To map Active Directory (AD) groups and roles to Asset Manager organizations, here's the process.

Prerequisites

  1. Ensure that Groups and Users have already been set up in an Active Directory (AD) server before beginning this procedure.

See https://docs.microsoft.com/en-us/azure/active-directory/fundamentals/active-directory-groups-create-azure-portal to learn how. 

  1. Find out the credentials to your organization's AD server. Here are the types of information you'll need and an example of most (We've masked the name of our Active Directory server):

Active Directory CLI Commands

To configure Active Directory on Asset Manager Enterprise Edition:

  1. Identify the Host Name or IP Address of your Command Center.
  2. Use that information to log in to the CLI of your Command Center.
    At the command-line prompt, enter authentication ad
  3. These are the available AD Authentication CLI commands. Each of these, their purpose and syntax follow along with a screencap. The Active Directory CLI commands are presented here in the order they are presented on the CLI menu.
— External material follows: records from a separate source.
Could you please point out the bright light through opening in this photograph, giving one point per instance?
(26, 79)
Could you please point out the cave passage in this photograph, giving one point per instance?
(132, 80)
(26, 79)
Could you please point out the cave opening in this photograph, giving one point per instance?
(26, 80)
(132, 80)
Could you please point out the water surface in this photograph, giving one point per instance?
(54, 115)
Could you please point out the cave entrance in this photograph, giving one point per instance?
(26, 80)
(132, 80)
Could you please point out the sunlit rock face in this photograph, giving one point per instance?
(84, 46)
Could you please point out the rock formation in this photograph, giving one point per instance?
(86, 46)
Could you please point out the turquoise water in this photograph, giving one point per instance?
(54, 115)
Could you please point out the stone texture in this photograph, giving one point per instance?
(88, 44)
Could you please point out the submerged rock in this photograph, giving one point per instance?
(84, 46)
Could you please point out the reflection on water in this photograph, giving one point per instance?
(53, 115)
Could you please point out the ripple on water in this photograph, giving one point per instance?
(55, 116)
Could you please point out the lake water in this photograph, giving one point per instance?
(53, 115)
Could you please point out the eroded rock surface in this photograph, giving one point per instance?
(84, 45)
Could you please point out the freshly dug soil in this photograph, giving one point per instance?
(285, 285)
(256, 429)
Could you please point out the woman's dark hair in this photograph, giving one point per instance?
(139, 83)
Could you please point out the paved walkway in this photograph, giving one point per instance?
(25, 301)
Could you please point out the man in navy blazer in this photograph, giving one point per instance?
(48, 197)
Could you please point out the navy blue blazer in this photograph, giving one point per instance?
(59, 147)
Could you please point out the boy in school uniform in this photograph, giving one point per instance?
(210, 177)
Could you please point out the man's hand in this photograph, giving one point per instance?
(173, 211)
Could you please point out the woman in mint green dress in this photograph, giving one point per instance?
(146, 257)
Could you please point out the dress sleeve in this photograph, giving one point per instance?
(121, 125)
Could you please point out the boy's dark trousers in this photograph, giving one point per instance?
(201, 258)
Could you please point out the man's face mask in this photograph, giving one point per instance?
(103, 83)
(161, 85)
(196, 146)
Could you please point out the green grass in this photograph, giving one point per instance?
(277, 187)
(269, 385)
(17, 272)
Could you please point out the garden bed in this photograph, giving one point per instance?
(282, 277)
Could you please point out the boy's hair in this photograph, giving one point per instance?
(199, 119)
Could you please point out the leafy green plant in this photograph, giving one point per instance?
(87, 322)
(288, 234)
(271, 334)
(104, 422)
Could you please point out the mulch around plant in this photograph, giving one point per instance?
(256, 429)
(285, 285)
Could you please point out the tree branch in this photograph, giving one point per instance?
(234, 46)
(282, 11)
Although not fixed, the order of operations is likely to be 1) configure, 2) viewconfig, 3) netbios, 4) enable 5) groupmapping.  This order of operations in the last column of the table below.
    CLI CommandDescription & ExampleLikely Order of Operations
    groupmapping

    Maps an Active Directory group to an Organization in Asset Manager Enterprise Edition

    authentication ad groupmapping append path/to/local/file

    authentication ad groupmapping append admin@172.18.1.184:/home/admin/AD-group-mapping.csv

    If your Active Directory mapping introduces new Organizations, you will need to create those organizations in the Command Center as follows:

    organization new name-of-new-organization

    		5
    configure

    Configures an Active Directory authentication server
    authentication ad configure <AD server> <realm> <domain> <username> <password>

    		1
    netbios

    The netbios is an alias for the hostname used in Active Directory authentication. It's only required if your hostname is more than 15 characters long.
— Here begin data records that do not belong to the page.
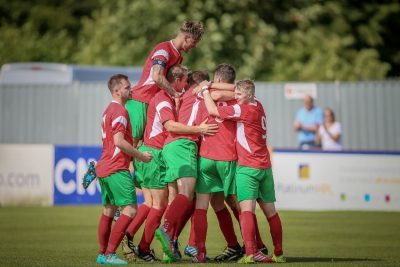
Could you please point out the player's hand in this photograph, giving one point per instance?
(208, 129)
(145, 156)
(201, 85)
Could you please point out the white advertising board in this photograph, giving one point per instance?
(337, 181)
(26, 174)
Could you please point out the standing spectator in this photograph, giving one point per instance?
(330, 133)
(117, 188)
(308, 119)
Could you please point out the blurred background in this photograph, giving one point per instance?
(57, 56)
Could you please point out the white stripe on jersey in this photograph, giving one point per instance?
(237, 110)
(161, 52)
(193, 115)
(157, 126)
(120, 119)
(149, 79)
(116, 151)
(241, 137)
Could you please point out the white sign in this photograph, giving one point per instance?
(337, 181)
(299, 90)
(26, 174)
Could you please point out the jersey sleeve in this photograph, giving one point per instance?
(119, 122)
(165, 111)
(235, 112)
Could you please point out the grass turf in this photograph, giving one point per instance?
(67, 236)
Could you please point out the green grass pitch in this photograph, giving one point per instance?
(67, 236)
    If the hostname of the Command Center is longer than the maximum number of characters allowed, AD will not be enabled. In cases like these, use the netbios to serve as an alias for a too-long hostname.


    		3
    enable/disable

    Enables and disables an AD authentication

    authentication ad <enable|disable>

    		4
    viewconfig

    Displays the current AD configuration. 

    		2
    clearconfig

    Clears the current AD configuration

    		optional

View Users in Asset Manager

When an AD user signs on to Asset Manager, and goes to Settings > Users, the users, groups, and organizations to which they have been given rights in the AD server groupings—and only those—are visible.